Good Fast Food for Diabetics – Is there such a thing?
We’re here to tell you that fast food for diabetics can actually be good! We all know that ‘Fast food’ is generally known to be high in fat content, high in sodium, high in sugar, is deep fried, or devoid of any kind of nutrition. That means, it’s high in flavor, high in carbs and low on health. However, nutrition and medical science have proven that a number of food groups are safe and healthy for diabetics to consume – even in the form of fast food.
So all you need is a bit of knowledge on what fast food options are your healthy choice and which ones are bound to send you on a blood sugar spike!
What is Diabetes?
In a nutshell, Diabetes is a condition that results in an abnormally high level of sugar (or glucose) in the blood. The primary reasons for the development of Diabetes are genetics and/or poor lifestyle choices.

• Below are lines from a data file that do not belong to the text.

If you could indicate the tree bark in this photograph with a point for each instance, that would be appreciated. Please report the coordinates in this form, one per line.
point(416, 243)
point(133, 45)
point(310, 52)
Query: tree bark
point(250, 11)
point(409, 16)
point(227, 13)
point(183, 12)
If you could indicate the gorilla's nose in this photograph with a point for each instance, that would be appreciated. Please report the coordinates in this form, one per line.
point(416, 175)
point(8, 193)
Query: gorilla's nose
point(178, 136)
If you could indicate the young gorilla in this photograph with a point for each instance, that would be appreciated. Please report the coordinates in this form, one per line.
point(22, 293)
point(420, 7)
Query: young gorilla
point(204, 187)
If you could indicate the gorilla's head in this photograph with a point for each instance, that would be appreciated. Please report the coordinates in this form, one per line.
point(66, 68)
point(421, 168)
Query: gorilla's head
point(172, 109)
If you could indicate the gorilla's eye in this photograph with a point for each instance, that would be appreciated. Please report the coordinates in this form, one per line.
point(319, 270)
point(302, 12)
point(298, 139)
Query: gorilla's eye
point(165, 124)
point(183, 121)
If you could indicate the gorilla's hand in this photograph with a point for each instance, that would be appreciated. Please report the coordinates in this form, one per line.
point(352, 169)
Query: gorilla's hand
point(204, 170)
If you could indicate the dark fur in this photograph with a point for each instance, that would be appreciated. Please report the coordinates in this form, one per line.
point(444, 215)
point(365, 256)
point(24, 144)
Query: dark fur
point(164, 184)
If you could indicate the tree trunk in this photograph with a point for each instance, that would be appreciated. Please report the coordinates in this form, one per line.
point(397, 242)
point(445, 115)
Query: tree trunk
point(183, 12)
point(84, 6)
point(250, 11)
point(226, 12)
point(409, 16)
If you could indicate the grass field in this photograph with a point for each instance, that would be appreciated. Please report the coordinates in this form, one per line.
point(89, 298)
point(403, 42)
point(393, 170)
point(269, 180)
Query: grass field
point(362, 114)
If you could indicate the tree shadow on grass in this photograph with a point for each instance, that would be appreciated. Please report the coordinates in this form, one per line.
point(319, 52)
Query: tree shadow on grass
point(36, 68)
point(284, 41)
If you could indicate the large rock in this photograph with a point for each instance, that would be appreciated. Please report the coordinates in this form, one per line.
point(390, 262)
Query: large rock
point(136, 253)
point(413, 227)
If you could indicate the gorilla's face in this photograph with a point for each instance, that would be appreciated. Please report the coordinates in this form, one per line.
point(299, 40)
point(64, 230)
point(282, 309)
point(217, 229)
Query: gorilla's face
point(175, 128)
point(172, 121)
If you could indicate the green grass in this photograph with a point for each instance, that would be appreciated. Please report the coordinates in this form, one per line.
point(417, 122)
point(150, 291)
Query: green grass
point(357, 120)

Both these play a role in affecting insulin levels (a hormone that is responsible for storing away excess glucose in the body) in the blood. While Diabetes can be managed by diet and lifestyle changes, medication may be necessary as prescribed by a registered physician.
Diet and Diabetes
Studies have shown that a regular, customized diet consisting of specific nutrients and regular exercise can, in many cases, reverse the development of Diabetes, and in particular, Type 2 Diabetes.
Type 1 vs Type 2 Diabetes: How does diet affect them both
Type 1 Diabetes: Is a rare genetic condition, affecting about 5-10% of diabetics worldwide. Here, the body’s immune system mistakes insulin producing cells to be invader cells and attacks them. Insulin can no longer be produced in the body and hence, the condition cannot be reversed.

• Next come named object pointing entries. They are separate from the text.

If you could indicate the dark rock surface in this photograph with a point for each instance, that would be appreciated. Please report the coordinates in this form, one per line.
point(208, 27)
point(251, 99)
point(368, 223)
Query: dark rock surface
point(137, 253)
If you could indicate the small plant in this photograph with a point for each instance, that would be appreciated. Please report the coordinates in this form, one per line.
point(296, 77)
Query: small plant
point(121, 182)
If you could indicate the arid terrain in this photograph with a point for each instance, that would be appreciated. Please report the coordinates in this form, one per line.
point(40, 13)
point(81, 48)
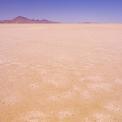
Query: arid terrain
point(60, 72)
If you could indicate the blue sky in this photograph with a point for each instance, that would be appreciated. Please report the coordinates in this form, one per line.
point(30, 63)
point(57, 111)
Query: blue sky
point(64, 10)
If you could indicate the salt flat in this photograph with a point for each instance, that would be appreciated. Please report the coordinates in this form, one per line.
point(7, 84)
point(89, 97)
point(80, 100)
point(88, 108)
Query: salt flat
point(61, 73)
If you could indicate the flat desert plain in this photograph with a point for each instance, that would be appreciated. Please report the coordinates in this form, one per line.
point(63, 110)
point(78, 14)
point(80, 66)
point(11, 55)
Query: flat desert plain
point(61, 73)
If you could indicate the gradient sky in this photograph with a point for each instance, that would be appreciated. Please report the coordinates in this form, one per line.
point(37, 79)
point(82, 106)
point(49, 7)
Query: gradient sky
point(63, 10)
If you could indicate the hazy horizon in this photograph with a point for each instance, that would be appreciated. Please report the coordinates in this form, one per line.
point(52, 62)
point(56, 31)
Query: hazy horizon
point(70, 11)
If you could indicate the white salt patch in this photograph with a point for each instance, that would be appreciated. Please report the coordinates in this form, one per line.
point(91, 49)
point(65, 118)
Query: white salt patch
point(33, 116)
point(64, 114)
point(34, 86)
point(101, 117)
point(113, 107)
point(95, 78)
point(100, 86)
point(86, 95)
point(118, 81)
point(11, 100)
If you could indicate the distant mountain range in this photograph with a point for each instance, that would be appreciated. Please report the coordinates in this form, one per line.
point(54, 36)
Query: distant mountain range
point(21, 19)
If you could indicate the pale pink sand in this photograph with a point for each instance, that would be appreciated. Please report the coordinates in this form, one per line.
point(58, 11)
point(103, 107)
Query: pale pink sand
point(61, 73)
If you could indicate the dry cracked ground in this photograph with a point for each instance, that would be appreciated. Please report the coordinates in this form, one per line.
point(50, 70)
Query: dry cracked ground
point(60, 73)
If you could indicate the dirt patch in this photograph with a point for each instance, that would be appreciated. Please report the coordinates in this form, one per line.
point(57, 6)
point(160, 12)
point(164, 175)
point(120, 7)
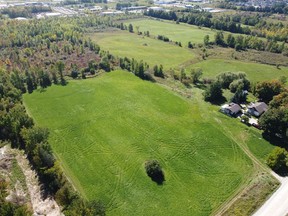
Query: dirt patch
point(253, 196)
point(19, 192)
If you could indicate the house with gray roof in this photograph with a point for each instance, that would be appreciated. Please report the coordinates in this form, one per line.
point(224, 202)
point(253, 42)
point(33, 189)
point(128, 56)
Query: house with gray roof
point(257, 109)
point(231, 109)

Type 2 Diabetes: Is the most common type of Diabetes affecting 90-95% of all diabetics worldwide. In this case the immune system functions normally, however the body becomes resistant to the insulin that is produced; in other words, the body cannot use insulin properly, either because of genetics or because of a sedentary lifestyle or unhealthy dietary habits.
Both these conditions are similar when it comes to diet and nutrition. They must be managed carefully with a low sugar, low carbohydrate diet.
What fast food should diabetics avoid?
Despite a strict diet, there are times when you go out with family and friends for a meal. You may have an especially busy week of work, and not have the time to prepare a balanced meal to take to work; you need to know what quick and easy options you have under these circumstances, right?
Diets can be tricky to understand, especially because each individual has different needs, each may be at a different stage of progression, each individual may or may not have other health concerns that can all have a massive impact on the diet they follow.
We highly recommend that you follow what your physician and dietician recommend to you. But here’s what you should know about an ideal diet for diabetics in general.
Sugar is the main cause for concern for all diabetics.
If you’re looking for a one-liner on what foods are bad for diabetics? It’s:
“Avoid anything with sugar, or food groups that can be broken down into sugars”
Plan to eat or snack every 4 hours at least so low blood sugar levels don’t drain you of energy. If diabetics consume foods that release too much sugar into their bloodstream, it puts them at a high risk of sugar induced shock, predisposes them to heart, kidney or nervous disease conditions and other complications.
In other words, avoid Carbohydrates! Rice, refined wheat breads, pasta, noodles are all Carbs. Fibers however are good for digestion and do not break down within the body. Proteins and fats do not break down into sugars, so they’re ok to eat.
Beverages are notorious for being loaded with sugar, and surprisingly so are many salad dressings!
White breads and buns are processed as well as carbohydrates by nature and so should be avoided as much as possible.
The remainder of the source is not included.